What research you are most proud of?
I was drawn to Kaiser Permanente more than 10 years ago for the grand opportunity to develop and test novel approaches to improve care for older adults with chronic and serious illness in real-world community settings. But little did I know how complex health care was then and even more so today. Nonetheless, much of my partnered research today remains aligned with those lofty goals and is further motivated by a selfish interest to ensure that by the time I need care, whether it’s in the outpatient, inpatient, and home care settings, I will receive high-quality, seamless, whole-person care that is aligned with my priorities.
Although we are continuing to chip away at this through different projects, the project I’m most proud of is our current pragmatic trial that tests a potentially scalable and sustainable practice support bundle to improve the detection of cognitive impairment and dementia in primary care. The project requires extensive engagement and partnership with multiple service line leaders and reflects the culmination of many lessons learned I’ve learned over the past 10 years in conducting embedded health systems research. I’m incredibly grateful to our very hard-working and dedicated research teams, clinical collaborators, and health system leaders and partners across my studies, who make all of this work possible.
What do you enjoy doing in your spare time when you are not at work?

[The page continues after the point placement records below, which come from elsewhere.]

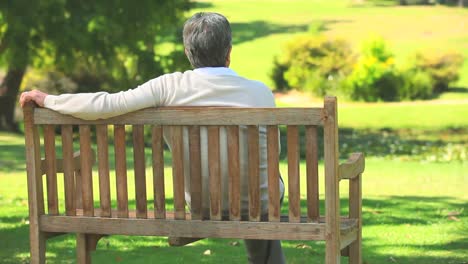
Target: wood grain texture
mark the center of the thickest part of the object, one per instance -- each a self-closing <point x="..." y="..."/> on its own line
<point x="178" y="171"/>
<point x="51" y="169"/>
<point x="352" y="167"/>
<point x="355" y="211"/>
<point x="121" y="170"/>
<point x="294" y="195"/>
<point x="37" y="237"/>
<point x="103" y="169"/>
<point x="86" y="170"/>
<point x="139" y="168"/>
<point x="234" y="173"/>
<point x="332" y="206"/>
<point x="312" y="173"/>
<point x="193" y="228"/>
<point x="157" y="145"/>
<point x="254" y="173"/>
<point x="273" y="174"/>
<point x="196" y="116"/>
<point x="68" y="169"/>
<point x="214" y="172"/>
<point x="195" y="174"/>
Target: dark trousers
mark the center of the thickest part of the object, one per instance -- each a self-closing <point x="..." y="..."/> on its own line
<point x="265" y="251"/>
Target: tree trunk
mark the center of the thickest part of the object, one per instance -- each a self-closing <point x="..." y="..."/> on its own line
<point x="8" y="92"/>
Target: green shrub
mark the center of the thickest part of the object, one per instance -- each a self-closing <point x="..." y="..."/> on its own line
<point x="308" y="61"/>
<point x="375" y="76"/>
<point x="417" y="84"/>
<point x="443" y="68"/>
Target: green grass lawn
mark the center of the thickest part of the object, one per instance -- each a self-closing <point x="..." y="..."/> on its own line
<point x="261" y="27"/>
<point x="414" y="212"/>
<point x="415" y="198"/>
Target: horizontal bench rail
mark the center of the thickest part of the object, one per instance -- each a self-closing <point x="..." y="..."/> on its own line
<point x="194" y="116"/>
<point x="193" y="228"/>
<point x="226" y="168"/>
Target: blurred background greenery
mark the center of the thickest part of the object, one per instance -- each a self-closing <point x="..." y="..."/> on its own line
<point x="398" y="68"/>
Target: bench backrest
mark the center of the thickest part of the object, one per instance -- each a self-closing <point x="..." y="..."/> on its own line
<point x="80" y="197"/>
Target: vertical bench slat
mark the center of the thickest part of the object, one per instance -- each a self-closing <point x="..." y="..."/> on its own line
<point x="312" y="174"/>
<point x="234" y="173"/>
<point x="121" y="171"/>
<point x="273" y="174"/>
<point x="178" y="171"/>
<point x="139" y="167"/>
<point x="293" y="174"/>
<point x="103" y="161"/>
<point x="86" y="170"/>
<point x="214" y="172"/>
<point x="195" y="173"/>
<point x="158" y="172"/>
<point x="37" y="238"/>
<point x="51" y="169"/>
<point x="254" y="174"/>
<point x="332" y="186"/>
<point x="68" y="170"/>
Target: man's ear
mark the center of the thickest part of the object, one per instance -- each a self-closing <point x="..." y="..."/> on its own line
<point x="228" y="57"/>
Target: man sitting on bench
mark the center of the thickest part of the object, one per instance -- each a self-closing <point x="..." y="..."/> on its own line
<point x="208" y="45"/>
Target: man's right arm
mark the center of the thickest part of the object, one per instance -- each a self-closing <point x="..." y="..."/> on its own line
<point x="100" y="105"/>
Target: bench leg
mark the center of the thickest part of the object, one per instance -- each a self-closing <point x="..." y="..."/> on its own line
<point x="38" y="247"/>
<point x="355" y="252"/>
<point x="83" y="254"/>
<point x="355" y="211"/>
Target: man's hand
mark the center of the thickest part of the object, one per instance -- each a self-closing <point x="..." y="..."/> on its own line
<point x="35" y="96"/>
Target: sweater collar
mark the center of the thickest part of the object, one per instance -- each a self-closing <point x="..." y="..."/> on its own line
<point x="215" y="71"/>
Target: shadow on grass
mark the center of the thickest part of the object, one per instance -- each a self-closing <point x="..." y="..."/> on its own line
<point x="385" y="213"/>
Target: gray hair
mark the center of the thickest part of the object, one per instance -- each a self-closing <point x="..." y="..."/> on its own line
<point x="207" y="40"/>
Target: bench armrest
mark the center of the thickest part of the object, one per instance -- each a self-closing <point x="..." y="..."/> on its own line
<point x="352" y="167"/>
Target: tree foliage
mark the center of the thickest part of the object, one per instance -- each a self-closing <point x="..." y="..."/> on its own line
<point x="106" y="42"/>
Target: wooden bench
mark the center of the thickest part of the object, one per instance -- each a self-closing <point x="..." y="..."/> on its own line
<point x="76" y="212"/>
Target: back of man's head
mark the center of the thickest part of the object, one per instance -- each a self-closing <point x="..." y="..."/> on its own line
<point x="207" y="40"/>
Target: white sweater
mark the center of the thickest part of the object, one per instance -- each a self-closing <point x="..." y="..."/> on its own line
<point x="201" y="87"/>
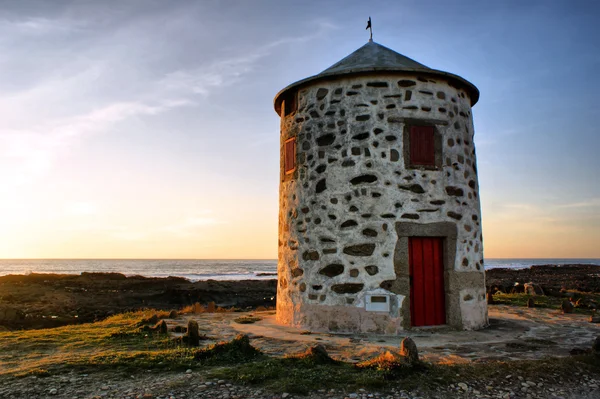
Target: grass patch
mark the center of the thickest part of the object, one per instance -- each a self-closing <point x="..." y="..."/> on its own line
<point x="119" y="344"/>
<point x="235" y="351"/>
<point x="548" y="302"/>
<point x="115" y="341"/>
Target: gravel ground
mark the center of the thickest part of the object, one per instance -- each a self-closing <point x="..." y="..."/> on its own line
<point x="189" y="385"/>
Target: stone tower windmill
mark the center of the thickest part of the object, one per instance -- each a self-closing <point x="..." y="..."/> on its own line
<point x="379" y="215"/>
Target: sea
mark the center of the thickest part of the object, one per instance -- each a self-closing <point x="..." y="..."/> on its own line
<point x="205" y="269"/>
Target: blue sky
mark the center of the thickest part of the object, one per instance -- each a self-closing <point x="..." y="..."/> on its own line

I enjoy every minute I get to hang out with my 13-year-old son, whether it’s trying to experience his coding programs in Roblox or Minecraft, watching him create public service announcement videos for his school, watching him practice how to do stalls in a glider plane, playing board games, cooking and exercising together—the weekends are never long enough!
Image: Dr. Huong Nguyen, her son Sydney, husband Tracy, and brother Phu in the Spruce Goose during their road trip up to the Pacific Northwest in summer of 2023.